Ideal dosage and duration are unclear and may range from five days to three weeks, but there is a growing body of evidence that they should be used with more caution and cumulative lifetime exposure of as little as one gram increases the risk of adverse events, such as type 2 diabetes. When a patient is prescribed two or more courses of oral corticosteroids within 12 months, alternatives such as surgery or biologics should be strongly considered.
Biologics are a group of monoclonal antibody medications targeting part of the (type 2) inflammation seen in rhinitis, sinusitis with polyps and severe asthma. While four agents have been licensed for many years in Australia for use in severe asthma, only last year was one (Mepolizumab) TGA approved for use in chronic sinusitis with nasal polyps, significantly improving the treatment options for severe/refractory nasal polyps. Omalizumab has been shown to significantly improve nasal scores in allergic rhinitis when used to treat asthma, although no biologics are currently licensed for AR alone.
Surgery
Nasal and sinus surgery are sometimes overlooked in management of the unified airway, despite being a vital part of the management of allergic rhinitis and chronic rhinosinusitis. They both reduce validated nasal symptom scores and improve quality of life scores. They act to enlarge the nasal airway, resulting in less obstruction and better topical delivery of medication.
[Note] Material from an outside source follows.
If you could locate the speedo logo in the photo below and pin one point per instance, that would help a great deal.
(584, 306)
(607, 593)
Allergic rhinitis often benefits from turbinate reduction and CRS from endoscopic sinus surgery (ESS), both of which have been shown to improve asthma control.
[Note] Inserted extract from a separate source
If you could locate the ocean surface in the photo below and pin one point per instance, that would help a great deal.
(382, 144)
In CRS patients without asthma, a study found that early ESS may decrease inflammatory burden and mitigate risk of developing asthma by a factor of 10. In CRS patients with comorbid asthma, ESS has been proven to improve clinical asthma outcomes measures (decreased asthma exacerbations, hospitalisations, and medication usage) and asthma control.
Key messages
- The unified airway concept highlights that inflammation affects the upper and lower airways by similar mechanisms
- A multidisciplinary, patient-focused approach comprehensively managing both upper and lower airway pathology together generally leads to improved overall outcomes across the entire airway
- Sinus and nasal surgery play an important role in managing combined airway disease.